Mercredi 23 mars 2011, Claude Guéant ministre de l'intérieur, de l'outre-mer, des collectivités territoriales et de l'immigration, a répondu à une question du député Christian Paul, lors de la séance de questions d'actualité au Gouvernement à l'Assemblée nationale.
Merci, Monsieur le Président. Monsieur le Premier ministre, plusieurs déclarations incroyablement choquantes du nouveau ministre de l'intérieur me conduisent à vous demander personnellement si vous les approuvez.
Pour l'action extérieure de la France, Monsieur Guéant "prêche la croisade" ; c'est le mot qu'il a choisi et employé publiquement à un moment... Monsieur le ministre, vous le savez bien... A un moment où notre pays participe à des opérations militaires aux côtés du peuple libyen, à un moment où l'engagement des pays arabes et leur soutien nous sont absolument nécessaires ; une telle déclaration affaiblit notre pays et je rajouterais, Monsieur le ministre, votre attitude en cet hémicycle vous affaiblit aussi. Pour l'Intérieur, Monsieur GUÉANT parle "d'immigration incontrôlée".

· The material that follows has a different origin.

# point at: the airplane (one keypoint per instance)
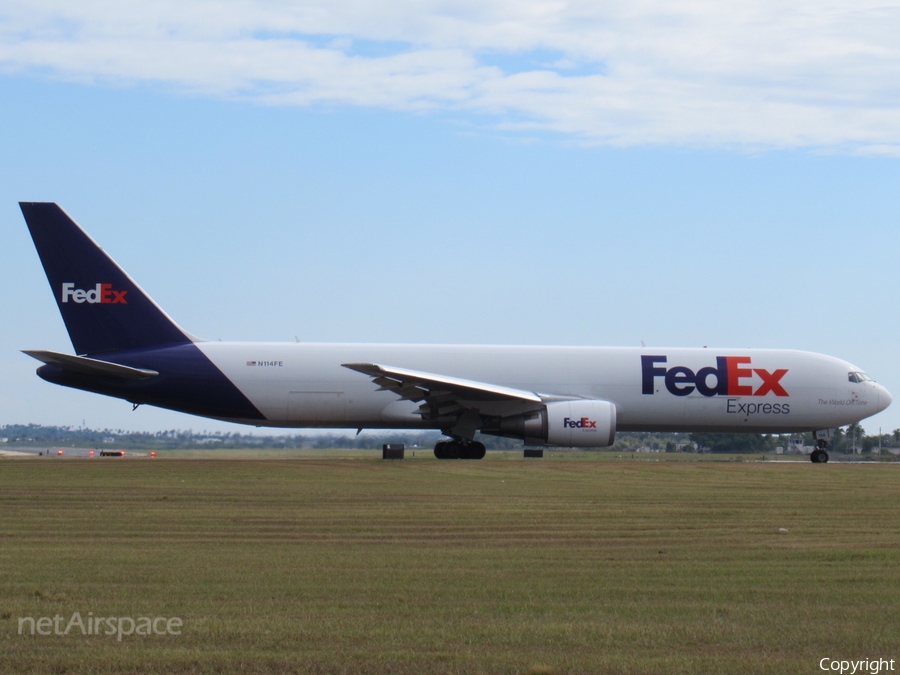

C'est pour le moins un singulier aveu d'impuissance et d'échec, pour quelqu'un qui a participé avec le président Sarkozy à toutes les décisions dans ce domaine depuis dix ans. L'immigration, Monsieur le Premier ministre, est une affaire trop sérieuse pour qu'on l'évoque ainsi. Avec pour seul résultat d'allumer les peurs, d'encourager la xénophobie et de faire, oui, de faire la courte échelle au Front national.Car la manœuvre est très claire. Il faudrait, par temps d'élection, radicaliser la parole publique à n'importe quel prix et au prix même des principes républicains. Alors, Monsieur le Premier ministre, est-ce, sur le fond et sur la forme, la ligne de conduite de votre gouvernement ? Envisagez-vous encore, après ces propos et dans les circonstances internationales actuelles, de confier au ministre de l'intérieur, la conduite d'un débat sur l'islam ? Ou entendez-vous enfin, Monsieur le Premier ministre, ce que les Français vous ont dit ce dimanche :
cessez au plus vite ces cyniques manœuvres de diversion qui vous détournent de traiter sérieusement les vrais problèmes de la France.

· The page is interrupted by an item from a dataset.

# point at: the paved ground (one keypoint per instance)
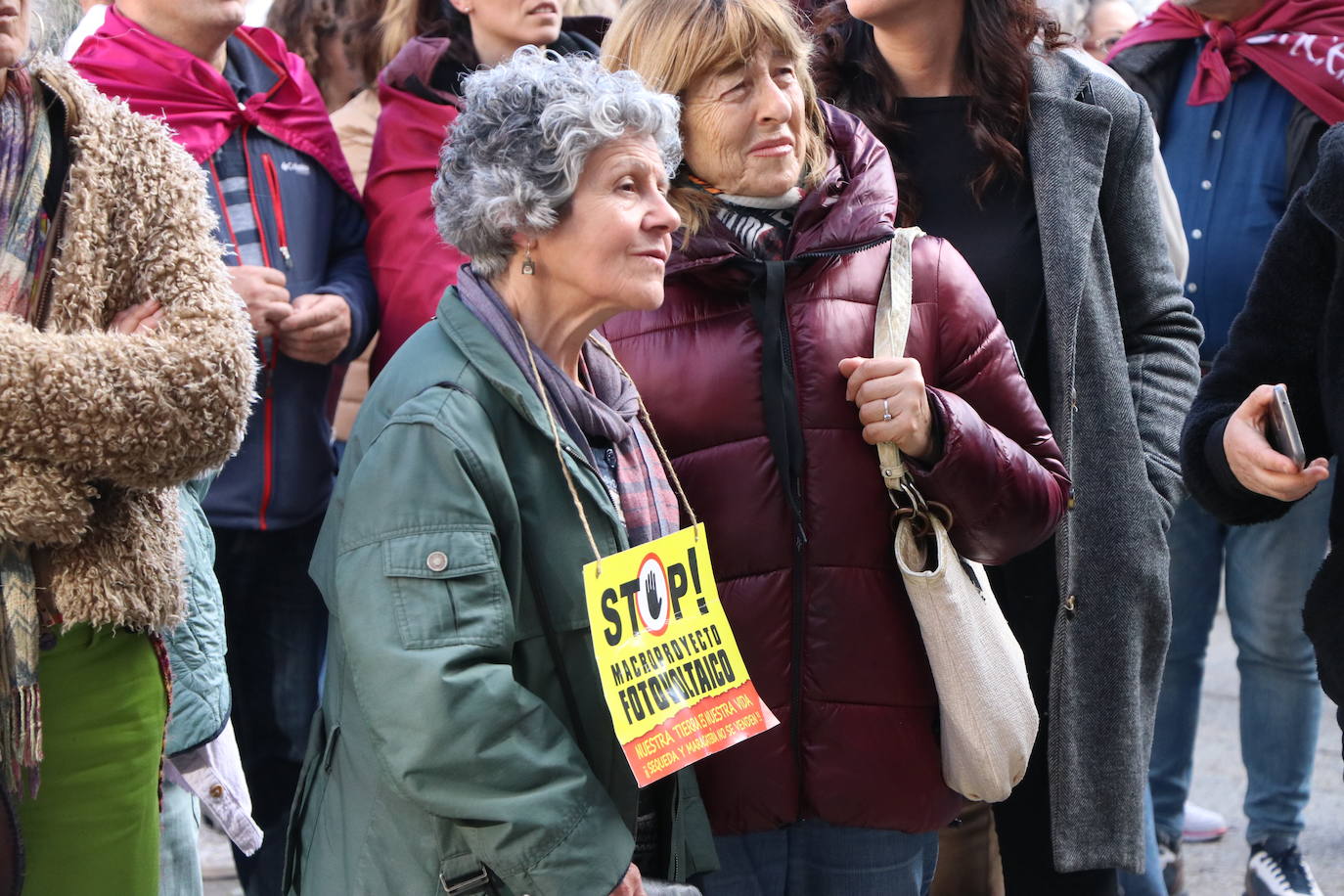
(1218, 870)
(1213, 870)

Monsieur le Président, Mesdames et Messieurs les députés, Monsieur le député Paul, franchement, je m'étonne qu'alors que la France a tant de problèmes à affronter, vous entreteniez de telles polémiques. Mais puisque vous m'y attirez, je vais vous répondre sur ce terrain. Je vous ai entendu, j'ai entendu aussi votre première secrétaire déclarer d'abord que le mot "croisade" que j'utilisais, était le fait de ma jeunesse politique. Eh bien je vais vous dire une chose, c'est que je vous... J'espère garder longtemps cette jeunesse politique, alors que l'expérience vous conduit à utiliser les procédés que vous utilisez. Tout simplement, tout simplement, on me fait dire ce que je n'ai pas dit ! J'ai dit... J'ai dit :
Heureusement, le président de la République a pris la tête de la croisade pour mobiliser le Conseil de sécurité !
et vous traduisez, Monsieur Paul, en disant que je prêche la croisade en Libye, voire, j'ai lu cela dans les déclarations de votre première secrétaire, que je "prêchais la croisade de l'Occident contre l'Orient".

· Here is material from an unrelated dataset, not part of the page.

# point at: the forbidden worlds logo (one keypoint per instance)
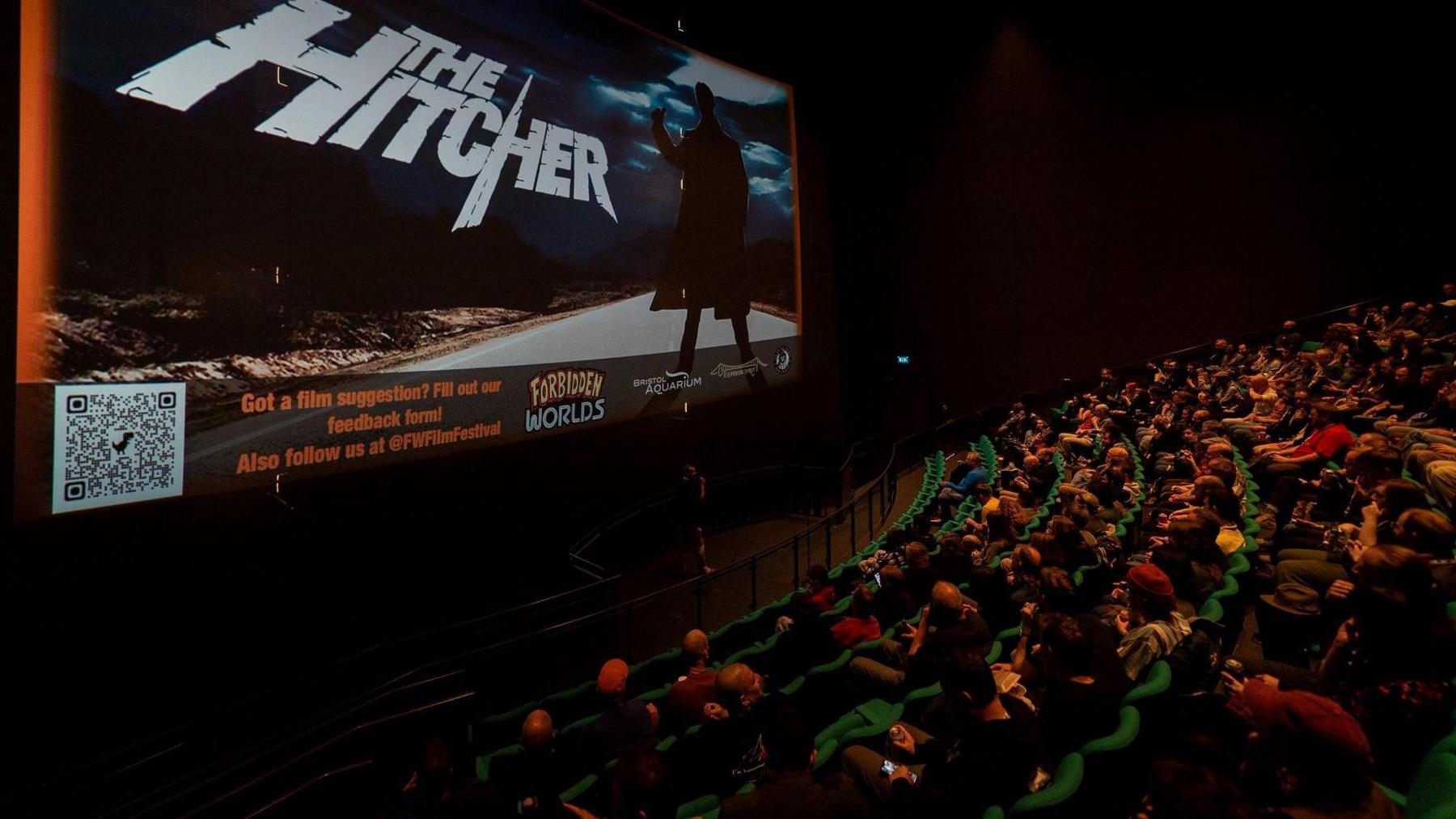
(351, 95)
(564, 397)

Eh bien c'est une manipulation. On fait dire aussi aux mots ce qu'ils ne signifient pas ! Depuis le XIIème siècle, la langue française a évolué ! Je vous appelle à lire le dictionnaire, tout simplement ! Quelle est la définition que donne du mot "croisade", le Petit Larousse ? C'est une "campagne menée pour créer un mouvement d'opinion". Le Petit Robert complète, c'est une "tentative pour créer un mouvement d'opinion dans une lutte".
C'est exactement ce qu'a fait la France ! Et je crois que les Français ont tout lieu d'être fiers de ce que leur pays, fidèle à ses valeurs, ait empêché un massacre en Libye ! Quant aux relations de la majorité avec le Front national, personne dans la majorité ne s'est jamais félicité de ce que le Front national soit une chance historique pour elle.